Antes de intervir no encontro dos patrões franceses, o primeiro-ministro polaco reuniu-se com Macron no Palácio do Eliseu. O ambiente entre ambos foi cordial, talvez mesmo caloroso em alguns momentos, apesar da troca mútua de acusações na passada primavera.

Morawiecki dissera ao chefe de Estado francês que não servia para nada falar com Putin sobre a guerra na Ucrânia, ao passo que Macron lhe respondeu acusando-o de tentar imiscuir-se nas eleições presidenciais francesas que na altura estavam em curso (entre a primeira e a segunda voltas).

Irritado por Morawiecki ter recebido a sua adversária da extrema-direita, Marine Le Pen, Macron chegou a chamar ao chefe do governo polaco “antissemita de extrema-direita que exclui as pessoas LGBT (lésbicas, “gays”, bissexuais e transexuais)”. Em consequência disso, o executivo polaco convocou o embaixador francês em Varsóvia.

Neste dia, Macron e Morawiecki mostraram-se de acordo em várias questões, como a reforma do mercado elétrico da UE ou a guerra na Ucrânia. Contudo, o primeiro-ministro conservador polaco aproveitou o seu discurso para fazer uma última crítica.

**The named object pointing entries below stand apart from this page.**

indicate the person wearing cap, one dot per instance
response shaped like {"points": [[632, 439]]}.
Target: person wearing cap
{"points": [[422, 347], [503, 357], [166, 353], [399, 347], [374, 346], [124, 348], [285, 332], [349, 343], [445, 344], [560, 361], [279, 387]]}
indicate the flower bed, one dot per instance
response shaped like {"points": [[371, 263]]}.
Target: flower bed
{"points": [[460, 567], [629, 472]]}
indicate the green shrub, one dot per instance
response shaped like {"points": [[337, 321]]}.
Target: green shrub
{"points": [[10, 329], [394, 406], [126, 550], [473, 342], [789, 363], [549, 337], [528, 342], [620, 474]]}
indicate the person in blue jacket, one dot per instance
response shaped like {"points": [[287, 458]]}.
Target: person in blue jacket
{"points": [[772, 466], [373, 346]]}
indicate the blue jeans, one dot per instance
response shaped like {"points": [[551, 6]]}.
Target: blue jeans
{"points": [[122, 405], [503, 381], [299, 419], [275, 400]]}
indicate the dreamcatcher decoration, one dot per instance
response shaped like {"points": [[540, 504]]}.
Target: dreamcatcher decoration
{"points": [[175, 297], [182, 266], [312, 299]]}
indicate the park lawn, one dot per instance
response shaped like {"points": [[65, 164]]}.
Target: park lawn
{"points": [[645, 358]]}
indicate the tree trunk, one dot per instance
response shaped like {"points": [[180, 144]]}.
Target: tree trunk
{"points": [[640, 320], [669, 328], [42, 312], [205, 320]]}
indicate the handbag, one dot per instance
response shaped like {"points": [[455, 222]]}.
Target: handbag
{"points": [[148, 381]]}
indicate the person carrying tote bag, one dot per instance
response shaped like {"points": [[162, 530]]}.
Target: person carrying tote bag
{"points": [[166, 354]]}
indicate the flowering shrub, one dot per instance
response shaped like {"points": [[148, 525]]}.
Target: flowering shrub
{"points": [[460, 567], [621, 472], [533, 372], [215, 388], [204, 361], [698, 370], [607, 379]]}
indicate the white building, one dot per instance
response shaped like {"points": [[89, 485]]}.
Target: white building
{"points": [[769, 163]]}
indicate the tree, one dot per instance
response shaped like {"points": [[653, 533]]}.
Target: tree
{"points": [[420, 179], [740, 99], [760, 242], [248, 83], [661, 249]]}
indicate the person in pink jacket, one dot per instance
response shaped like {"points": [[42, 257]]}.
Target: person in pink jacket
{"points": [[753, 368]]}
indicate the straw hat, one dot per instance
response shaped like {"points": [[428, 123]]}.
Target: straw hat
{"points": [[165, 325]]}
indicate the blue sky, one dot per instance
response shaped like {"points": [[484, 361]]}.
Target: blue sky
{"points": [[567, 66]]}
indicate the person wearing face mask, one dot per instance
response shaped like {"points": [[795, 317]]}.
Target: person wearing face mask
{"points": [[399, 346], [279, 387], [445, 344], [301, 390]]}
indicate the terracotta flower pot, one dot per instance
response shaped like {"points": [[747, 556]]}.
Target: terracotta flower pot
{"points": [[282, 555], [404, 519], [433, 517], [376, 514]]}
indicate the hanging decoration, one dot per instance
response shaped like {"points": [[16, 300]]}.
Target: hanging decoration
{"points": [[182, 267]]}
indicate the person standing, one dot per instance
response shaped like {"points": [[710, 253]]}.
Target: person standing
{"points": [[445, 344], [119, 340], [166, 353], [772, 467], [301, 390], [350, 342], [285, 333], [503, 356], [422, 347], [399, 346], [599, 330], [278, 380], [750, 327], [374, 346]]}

“Li num artigo que são dois os países atingidos por sanções. A Polónia acolheu milhões de refugiados ucranianos e, apesar disso, é alvo de sanções mais dolorosas que as impostas à Rússia”, sustentou, referindo-se às multas que lhe foram impostas pela UE, a maioria das quais motivada pela ausência de independência do poder judicial.